Ransomware hammers manufacturing sector
Ransomware attacks on manufacturers are skyrocketing. For cybercriminals, the sector sits at a sweet spot on the risk-reward continuum.
The manufacturing sector is increasingly bearing the brunt of ransomware attacks, ranking as the most-targeted sector in separate analyses from researchers at NordStellar, KELA, ZeroFox, GuidePoint Security and Dragos.
The reason is simple, according to experts: Ransomware operators want to maximize reward while minimizing effort and risk. In short, manufacturers are easy targets because their highly interconnected IT/operational technology (OT) systems are built on vulnerable legacy equipment, and their low tolerance for production delays motivates them to pay to end attacks. Just over half of manufacturing victims made ransom payments in 2025, according to a recent Sophos survey. The median amount was $1 million, and 18% of payments were $5 million or more.
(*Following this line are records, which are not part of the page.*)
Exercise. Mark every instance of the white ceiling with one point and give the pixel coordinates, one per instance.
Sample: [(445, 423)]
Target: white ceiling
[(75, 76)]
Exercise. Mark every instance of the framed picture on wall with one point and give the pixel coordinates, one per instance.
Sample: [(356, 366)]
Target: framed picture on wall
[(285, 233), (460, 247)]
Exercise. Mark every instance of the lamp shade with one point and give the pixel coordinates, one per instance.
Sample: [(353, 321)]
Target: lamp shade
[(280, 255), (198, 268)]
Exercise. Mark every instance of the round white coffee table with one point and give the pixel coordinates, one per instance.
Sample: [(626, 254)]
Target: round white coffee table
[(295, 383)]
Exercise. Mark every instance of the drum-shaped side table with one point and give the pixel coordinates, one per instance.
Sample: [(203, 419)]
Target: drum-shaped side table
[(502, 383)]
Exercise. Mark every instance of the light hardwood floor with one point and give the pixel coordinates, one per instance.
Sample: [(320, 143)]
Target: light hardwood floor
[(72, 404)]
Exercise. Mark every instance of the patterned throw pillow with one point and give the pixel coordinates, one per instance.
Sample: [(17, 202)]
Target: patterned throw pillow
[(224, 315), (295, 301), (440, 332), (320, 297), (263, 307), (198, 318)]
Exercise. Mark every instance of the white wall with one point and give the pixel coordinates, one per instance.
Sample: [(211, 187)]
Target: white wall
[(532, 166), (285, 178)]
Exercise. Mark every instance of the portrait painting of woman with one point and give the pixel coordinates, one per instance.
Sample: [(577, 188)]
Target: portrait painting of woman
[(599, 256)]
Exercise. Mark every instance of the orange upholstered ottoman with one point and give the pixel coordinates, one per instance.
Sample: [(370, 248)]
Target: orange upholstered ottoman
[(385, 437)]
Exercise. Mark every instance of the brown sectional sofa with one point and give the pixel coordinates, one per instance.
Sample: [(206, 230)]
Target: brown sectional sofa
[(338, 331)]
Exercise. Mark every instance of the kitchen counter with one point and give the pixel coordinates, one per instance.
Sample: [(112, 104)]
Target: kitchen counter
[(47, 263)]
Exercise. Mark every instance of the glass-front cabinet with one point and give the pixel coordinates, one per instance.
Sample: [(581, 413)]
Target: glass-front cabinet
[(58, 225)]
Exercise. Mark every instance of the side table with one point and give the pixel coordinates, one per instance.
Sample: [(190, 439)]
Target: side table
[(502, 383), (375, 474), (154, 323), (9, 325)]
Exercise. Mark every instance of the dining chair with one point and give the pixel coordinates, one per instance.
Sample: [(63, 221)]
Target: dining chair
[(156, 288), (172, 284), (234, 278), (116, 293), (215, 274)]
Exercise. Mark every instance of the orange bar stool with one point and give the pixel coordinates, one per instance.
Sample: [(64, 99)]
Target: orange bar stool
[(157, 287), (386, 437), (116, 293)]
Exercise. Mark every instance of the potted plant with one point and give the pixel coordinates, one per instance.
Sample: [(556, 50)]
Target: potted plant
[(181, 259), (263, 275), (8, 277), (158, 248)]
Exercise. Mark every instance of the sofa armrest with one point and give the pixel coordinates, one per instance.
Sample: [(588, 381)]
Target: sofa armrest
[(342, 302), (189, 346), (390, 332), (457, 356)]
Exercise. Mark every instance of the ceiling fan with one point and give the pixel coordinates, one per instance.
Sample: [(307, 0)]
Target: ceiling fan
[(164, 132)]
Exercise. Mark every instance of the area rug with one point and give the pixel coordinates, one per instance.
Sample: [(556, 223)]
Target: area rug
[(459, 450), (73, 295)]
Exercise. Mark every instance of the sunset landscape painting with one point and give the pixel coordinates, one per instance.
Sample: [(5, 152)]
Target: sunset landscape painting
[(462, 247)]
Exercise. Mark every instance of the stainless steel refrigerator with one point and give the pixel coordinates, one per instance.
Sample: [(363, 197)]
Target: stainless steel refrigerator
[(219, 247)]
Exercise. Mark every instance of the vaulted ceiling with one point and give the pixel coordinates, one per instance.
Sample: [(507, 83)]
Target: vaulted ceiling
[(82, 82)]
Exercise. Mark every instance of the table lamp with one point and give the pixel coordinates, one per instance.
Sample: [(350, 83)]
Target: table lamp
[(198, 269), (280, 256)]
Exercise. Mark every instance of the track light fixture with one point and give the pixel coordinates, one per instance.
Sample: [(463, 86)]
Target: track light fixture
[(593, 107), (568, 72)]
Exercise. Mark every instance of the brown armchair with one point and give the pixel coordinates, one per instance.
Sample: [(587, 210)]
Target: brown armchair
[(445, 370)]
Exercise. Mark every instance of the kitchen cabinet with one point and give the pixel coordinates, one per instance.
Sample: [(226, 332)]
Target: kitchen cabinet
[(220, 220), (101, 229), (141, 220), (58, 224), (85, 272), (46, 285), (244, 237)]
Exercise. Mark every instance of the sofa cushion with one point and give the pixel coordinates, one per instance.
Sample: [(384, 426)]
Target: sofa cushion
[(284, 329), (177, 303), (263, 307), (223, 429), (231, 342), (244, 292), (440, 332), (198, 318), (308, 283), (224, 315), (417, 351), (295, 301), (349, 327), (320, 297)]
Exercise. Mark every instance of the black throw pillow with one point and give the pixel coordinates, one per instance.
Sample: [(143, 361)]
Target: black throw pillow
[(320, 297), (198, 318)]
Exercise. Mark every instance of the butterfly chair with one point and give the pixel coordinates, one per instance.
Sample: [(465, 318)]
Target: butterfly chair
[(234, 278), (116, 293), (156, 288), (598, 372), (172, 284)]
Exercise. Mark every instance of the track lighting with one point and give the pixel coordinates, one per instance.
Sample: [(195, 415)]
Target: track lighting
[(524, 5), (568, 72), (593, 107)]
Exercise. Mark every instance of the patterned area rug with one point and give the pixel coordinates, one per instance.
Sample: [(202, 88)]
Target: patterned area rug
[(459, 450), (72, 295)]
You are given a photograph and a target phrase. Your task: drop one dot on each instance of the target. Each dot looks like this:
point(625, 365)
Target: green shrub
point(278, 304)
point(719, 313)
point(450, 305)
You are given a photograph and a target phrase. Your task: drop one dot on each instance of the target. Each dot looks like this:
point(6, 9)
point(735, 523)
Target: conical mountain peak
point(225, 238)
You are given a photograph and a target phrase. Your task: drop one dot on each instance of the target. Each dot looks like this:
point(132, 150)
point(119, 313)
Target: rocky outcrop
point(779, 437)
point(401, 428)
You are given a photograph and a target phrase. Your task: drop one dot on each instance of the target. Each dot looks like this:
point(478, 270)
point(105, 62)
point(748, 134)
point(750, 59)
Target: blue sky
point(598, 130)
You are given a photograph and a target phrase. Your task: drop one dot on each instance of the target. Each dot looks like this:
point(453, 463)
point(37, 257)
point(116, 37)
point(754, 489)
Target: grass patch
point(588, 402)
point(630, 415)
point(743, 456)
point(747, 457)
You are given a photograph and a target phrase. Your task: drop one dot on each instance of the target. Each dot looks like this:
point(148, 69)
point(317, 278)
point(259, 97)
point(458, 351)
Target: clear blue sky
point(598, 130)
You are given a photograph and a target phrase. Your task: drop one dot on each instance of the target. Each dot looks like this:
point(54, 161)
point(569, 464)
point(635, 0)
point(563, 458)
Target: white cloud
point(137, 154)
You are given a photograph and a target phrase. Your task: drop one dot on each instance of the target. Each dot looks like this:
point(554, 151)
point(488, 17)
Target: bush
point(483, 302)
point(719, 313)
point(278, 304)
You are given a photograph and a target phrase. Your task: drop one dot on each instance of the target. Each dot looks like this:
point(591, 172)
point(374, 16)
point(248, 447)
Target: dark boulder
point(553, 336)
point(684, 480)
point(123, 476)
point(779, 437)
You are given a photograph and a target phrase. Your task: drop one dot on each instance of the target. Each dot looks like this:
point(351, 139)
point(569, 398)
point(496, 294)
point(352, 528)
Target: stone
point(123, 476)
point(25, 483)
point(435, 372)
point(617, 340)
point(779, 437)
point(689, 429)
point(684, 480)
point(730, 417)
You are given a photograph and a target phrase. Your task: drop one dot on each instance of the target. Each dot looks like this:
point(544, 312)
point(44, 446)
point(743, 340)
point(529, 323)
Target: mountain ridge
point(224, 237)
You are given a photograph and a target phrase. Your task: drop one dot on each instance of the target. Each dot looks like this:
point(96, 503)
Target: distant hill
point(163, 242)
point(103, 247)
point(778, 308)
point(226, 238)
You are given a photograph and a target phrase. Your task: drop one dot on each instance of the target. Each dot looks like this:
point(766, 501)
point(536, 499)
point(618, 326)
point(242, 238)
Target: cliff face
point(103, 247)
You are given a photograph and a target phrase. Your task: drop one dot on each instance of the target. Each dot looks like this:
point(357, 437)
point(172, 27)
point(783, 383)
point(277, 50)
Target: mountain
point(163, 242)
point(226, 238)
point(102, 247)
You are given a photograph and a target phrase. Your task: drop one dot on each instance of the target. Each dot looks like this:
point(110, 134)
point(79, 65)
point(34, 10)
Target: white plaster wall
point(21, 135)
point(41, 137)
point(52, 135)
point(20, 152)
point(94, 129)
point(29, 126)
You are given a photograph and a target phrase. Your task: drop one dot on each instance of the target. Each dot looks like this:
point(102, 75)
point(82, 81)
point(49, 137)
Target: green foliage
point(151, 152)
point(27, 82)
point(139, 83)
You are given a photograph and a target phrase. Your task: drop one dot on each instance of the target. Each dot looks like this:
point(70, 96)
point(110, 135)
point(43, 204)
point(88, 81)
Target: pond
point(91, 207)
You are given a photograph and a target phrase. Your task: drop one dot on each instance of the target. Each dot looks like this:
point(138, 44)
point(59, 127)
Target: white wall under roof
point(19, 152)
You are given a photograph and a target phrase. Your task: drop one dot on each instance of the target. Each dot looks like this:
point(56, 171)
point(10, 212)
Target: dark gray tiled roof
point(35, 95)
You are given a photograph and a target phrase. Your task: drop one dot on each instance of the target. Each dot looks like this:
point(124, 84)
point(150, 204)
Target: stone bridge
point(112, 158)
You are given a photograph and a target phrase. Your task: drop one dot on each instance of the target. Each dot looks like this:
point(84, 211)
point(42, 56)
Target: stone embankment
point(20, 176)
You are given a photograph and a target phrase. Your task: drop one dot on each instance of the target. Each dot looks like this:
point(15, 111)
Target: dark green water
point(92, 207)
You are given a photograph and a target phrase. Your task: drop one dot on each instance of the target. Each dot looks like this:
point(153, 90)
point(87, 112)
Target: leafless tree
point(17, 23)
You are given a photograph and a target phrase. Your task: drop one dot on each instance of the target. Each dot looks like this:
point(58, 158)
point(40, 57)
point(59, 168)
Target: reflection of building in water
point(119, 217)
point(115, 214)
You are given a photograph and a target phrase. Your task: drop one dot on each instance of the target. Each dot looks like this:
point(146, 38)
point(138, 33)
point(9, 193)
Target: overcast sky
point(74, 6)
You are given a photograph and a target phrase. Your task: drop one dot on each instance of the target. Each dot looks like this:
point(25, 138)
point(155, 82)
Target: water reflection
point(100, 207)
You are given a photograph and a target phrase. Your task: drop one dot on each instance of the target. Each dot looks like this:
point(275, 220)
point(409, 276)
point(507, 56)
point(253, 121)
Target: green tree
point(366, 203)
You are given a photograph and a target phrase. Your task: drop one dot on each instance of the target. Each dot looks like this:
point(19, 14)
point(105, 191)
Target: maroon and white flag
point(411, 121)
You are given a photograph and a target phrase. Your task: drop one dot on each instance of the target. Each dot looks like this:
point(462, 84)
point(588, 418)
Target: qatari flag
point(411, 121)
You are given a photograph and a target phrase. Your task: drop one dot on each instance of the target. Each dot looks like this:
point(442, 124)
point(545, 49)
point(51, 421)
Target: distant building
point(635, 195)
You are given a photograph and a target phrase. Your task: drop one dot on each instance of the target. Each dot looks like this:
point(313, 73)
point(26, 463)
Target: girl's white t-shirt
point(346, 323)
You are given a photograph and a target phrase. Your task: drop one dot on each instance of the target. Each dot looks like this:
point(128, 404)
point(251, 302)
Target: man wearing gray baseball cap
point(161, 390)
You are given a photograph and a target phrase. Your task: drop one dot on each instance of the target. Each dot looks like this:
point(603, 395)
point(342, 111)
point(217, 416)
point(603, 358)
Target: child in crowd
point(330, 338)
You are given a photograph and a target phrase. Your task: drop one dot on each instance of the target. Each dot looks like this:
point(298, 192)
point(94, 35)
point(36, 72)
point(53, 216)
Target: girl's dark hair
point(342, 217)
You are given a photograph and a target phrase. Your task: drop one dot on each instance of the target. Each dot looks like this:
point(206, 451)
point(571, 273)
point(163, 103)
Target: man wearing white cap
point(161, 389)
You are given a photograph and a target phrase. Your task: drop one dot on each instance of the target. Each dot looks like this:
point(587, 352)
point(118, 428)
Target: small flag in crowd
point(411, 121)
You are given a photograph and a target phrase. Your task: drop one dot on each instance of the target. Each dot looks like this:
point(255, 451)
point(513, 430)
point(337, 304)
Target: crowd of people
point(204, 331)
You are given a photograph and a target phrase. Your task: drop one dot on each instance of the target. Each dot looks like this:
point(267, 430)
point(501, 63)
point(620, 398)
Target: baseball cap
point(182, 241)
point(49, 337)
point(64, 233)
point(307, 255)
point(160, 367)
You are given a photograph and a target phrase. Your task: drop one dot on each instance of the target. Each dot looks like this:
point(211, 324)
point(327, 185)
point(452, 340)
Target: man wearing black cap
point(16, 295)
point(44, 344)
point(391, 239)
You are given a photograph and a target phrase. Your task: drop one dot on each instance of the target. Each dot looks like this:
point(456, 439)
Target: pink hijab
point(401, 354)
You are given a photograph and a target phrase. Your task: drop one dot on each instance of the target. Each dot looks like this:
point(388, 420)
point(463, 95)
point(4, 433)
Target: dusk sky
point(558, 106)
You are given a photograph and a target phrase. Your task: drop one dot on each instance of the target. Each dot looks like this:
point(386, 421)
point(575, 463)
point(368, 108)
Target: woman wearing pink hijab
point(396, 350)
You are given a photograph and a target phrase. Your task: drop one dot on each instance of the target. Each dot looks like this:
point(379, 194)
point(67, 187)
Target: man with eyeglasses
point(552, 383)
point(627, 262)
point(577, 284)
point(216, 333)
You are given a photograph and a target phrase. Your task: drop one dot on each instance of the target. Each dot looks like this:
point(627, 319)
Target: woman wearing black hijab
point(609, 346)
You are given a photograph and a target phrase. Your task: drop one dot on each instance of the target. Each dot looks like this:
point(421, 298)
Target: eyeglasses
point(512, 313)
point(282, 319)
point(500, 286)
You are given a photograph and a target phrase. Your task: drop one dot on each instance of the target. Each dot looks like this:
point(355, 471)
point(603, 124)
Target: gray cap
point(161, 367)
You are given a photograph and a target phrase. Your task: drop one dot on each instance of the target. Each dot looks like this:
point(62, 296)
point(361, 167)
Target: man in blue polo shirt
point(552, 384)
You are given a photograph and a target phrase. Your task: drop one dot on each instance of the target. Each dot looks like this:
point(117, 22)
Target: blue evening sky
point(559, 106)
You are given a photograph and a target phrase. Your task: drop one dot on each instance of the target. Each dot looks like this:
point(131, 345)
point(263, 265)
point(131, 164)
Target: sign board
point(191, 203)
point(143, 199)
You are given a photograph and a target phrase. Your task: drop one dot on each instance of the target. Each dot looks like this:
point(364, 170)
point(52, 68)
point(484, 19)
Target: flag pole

"Disruptions in manufacturing that result in shutting down production systems are extremely costly," said Paul Furtado, analyst at Gartner. He added that the interconnected nature of supply chains means a ransomware attack on one supplier often has cascading effects on its partners, their partners and so on -- giving attackers additional leverage and further incentivizing victims to meet attackers' demands.
Take, for example, the 2022 ransomware attack on one of Toyota Motor Company's third-party suppliers. The incident at Kojima Industries -- a manufacturer of interior and exterior automotive components, such as steering wheel parts -- in turn forced Toyota to halt production across all 14 of its Japanese factories.
Motive and means: Valuable data and vulnerable infrastructure
If time is money for a manufacturer -- with every moment of downtime hurting the bottom line -- its data are the crown jewels.
"Manufacturers are guardians of trade secrets," Furtado said, explaining that their proprietary engineering designs and production processes make them particularly susceptible to data theft.
Sophos found that 40% of ransomware attacks on manufacturing organizations in 2025 resulted in data encryption, 16% involved encryption and data theft, and another 10% were extortion-only ransomware attacks in which attackers stole manufacturers' data and threatened to expose it online. Extortion-only attacks against manufacturers are rising, up from just 3% the previous year.
From a technical perspective, the manufacturing sector is an easy target because its systems and industrial equipment were not designed for the current era of IoT and IT/OT convergence. While connecting legacy OT to enterprise IT systems has enormous business benefits, it also carries significant security risks. Forty-two percent of manufacturing organizations that Sophos surveyed said unknown security gaps contributed to their recent ransomware attacks, and 41% cited inadequate security protections.
"Because of an inherent trust that's been a staple of OT networking for so long, once you cross from IT into OT, you often have much broader access to systems than you would in a mature IT security environment," said Paddy Harrington, analyst at Forrester. "An attacker just has to find their way across the bridge, if you will, and the doors are often wide open."
For attackers, manufacturing is a low-risk target
Although ransomware gangs also regularly target other critical infrastructure sectors, including energy, healthcare, telecom and transportation, "manufacturing leads by a mile," according to Harrington.
That's partly because non-nation-state operators want money, not trouble. And while manufacturers deal in material goods, other critical infrastructure sectors have inherently higher stakes.
Attacks on energy corporations and healthcare providers, for example, could result in loss of life -- which would, in turn, invite heightened law enforcement scrutiny and public ire. And that, Harrington added, is bad for business. "You've just painted a big target on yourself for law enforcement or even military action, and they'll actively hunt you," he said.
How manufacturers can mitigate ransomware risk
Harrington said he has seen growing interest among manufacturing firms in improving OT security, from basic asset discovery to more sophisticated strategies such as the following:
- Risk posture management.
- Network segmentation.
- Secure remote access for OEM partners.
- Threat detection and response.
- Endpoint security tools, such as endpoint protection platforms, endpoint detection and response, and extended detection and response.
"Companies are getting pushback from the OEMs if they try and use anything other than a couple sanctioned solutions," Harrington said. But, he added, as responsibility for OT security increasingly shifts to CISOs, they need better tools to adequately manage ransomware risk.
Alissa Irei is senior site editor of Informa TechTarget Security.